As has been effectively demonstrated in other fields1, such limitations can be overcome through moving to software capable of combining the computational power of thousands of processor cores distributed across the nodes of compute clusters and large supercomputers. To address this need, we developed DISSECT (http://www.dissect.ed.ac.uk), a new, highly scalable and freely available tool that is able to perform a large variety of genomic analyses across huge numbers of individuals. For increased versatility, the software also runs on single compute nodes (for example, desktops, regular workstations or single compute nodes on a cluster). Here we describe the methods underpinning our tool and demonstrate its usefulness by addressing the challenge of predicting phenotypes from genotype data in unrelated humans.

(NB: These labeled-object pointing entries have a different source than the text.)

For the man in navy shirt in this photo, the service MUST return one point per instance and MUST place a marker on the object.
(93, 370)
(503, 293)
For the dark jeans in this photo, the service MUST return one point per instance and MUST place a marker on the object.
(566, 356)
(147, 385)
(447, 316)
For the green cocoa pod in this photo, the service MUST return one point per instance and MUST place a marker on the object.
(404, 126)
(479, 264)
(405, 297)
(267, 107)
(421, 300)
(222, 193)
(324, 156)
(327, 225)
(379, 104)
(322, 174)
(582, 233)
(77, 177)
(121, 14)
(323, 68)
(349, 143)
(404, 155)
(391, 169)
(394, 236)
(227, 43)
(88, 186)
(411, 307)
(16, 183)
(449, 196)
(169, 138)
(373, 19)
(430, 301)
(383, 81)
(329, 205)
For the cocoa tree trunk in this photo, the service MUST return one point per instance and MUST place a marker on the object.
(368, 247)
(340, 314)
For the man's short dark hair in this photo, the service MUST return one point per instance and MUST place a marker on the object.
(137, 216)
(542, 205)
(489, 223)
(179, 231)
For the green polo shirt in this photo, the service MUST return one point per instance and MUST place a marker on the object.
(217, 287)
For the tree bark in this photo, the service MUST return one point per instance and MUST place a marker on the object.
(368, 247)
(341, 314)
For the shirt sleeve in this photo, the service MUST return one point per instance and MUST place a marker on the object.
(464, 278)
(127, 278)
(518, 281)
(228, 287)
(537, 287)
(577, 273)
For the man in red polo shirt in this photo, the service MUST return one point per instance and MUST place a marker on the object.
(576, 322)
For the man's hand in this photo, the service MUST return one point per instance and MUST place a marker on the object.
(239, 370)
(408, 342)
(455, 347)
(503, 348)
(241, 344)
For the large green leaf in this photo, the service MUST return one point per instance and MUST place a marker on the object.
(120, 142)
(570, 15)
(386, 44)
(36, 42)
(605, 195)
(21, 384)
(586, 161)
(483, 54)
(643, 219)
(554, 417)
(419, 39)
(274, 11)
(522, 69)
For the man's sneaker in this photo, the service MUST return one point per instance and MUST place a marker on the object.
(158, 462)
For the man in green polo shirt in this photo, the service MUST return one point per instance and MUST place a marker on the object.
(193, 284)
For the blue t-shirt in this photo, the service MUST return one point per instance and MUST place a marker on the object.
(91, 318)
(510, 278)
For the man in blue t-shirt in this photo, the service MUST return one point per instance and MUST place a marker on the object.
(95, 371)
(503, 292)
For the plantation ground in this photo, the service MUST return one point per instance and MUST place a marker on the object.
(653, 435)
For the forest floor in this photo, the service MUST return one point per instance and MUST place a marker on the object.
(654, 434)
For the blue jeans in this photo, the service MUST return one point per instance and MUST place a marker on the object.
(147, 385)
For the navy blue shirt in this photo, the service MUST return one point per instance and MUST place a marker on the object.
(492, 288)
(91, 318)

Phenotypic prediction is of central interest to disciplines such as quantitative genetics, animal breeding or human medicine and is one of the driving forces behind large-scale genotyping and sequencing projects in a wide range of species10,11,12,13,14. Despite considerable efforts, predicting complex traits in unrelated humans has been an elusive goal12,15. Accurate prediction of complex traits is expected to be strongly dependent on the availability of sufficiently large data sets11,15,16 and the capacity to analyse all these data together, which makes this an ideal challenge to showcase DISSECT’s capabilities. We therefore simulate a cohort of half a million individuals and use DISSECT and the aggregated power of 8,400 processor cores to analyse it. We show that MLMs could be used to predict quantitative traits with increasing accuracy as the sample size of the training cohort increases and achieve over 80% of the theoretical maximum accuracy when the training cohort has 470,000 individuals. We study different scenarios where the genotyping array contains only 20% of the quantitative trait nucleotides (QTNs) together with non-casual single-nucleotide polymorphisms (SNPs), contains all the QTNs together with non-casual SNPs or contains only the QTNs. The improvement in prediction accuracy obtained by including all the QTNs in the array is smaller than by removing the non-causal SNPs from the array, thus indicating the strong detrimental effect that the noise introduced by the non-causal SNPs has on prediction accuracy, even when using large sample sizes.

Results

Overview of DISSECT

Commonly used statistical analyses of genetic and genomic data are computationally intensive due to the requirement to perform different types of matrix operations. The computational requirements (that is, the compute and memory capacity that is required to perform linear algebra operations on these matrices) are usually a super-linear function of the number of markers and samples available. Therefore, the computational needs for the analysis of increasingly large data sets can rapidly surpass the computational capacity of single compute nodes (Fig. 1). DISSECT is designed to overcome these compute and memory limitations by taking advantage of the aggregate power of the thousands of processor cores and memory that are distributed across clusters of networked compute nodes. For this purpose, it distributes the available data over the multiple nodes using a two-dimensional block-cyclic distribution scheme17 (Fig. 1 and Supplementary Note 1). This is convenient, because it achieves a good load balance by splitting the work reasonably evenly among the nodes available, maximizing efficiency and minimizing run time. At any given time, each node has access to only a small portion of the data on which it performs local computations. When the algorithm requires access to blocks of data currently held on other nodes, the nodes communicate to coordinate data redistribution (Supplementary Note 1). In addition, one node (the ‘root’ node) takes on the role of coordinating the work of all the other nodes and of performing small summarizing computations. If data sets are small enough to fit in the available memory of the root node, then the root node also handles the data input and output. However, when this is not possible, because the volume of data exceeds the available memory of the root node, then the processes of data loading or storing are also distributed across multiple nodes (Supplementary Note 1).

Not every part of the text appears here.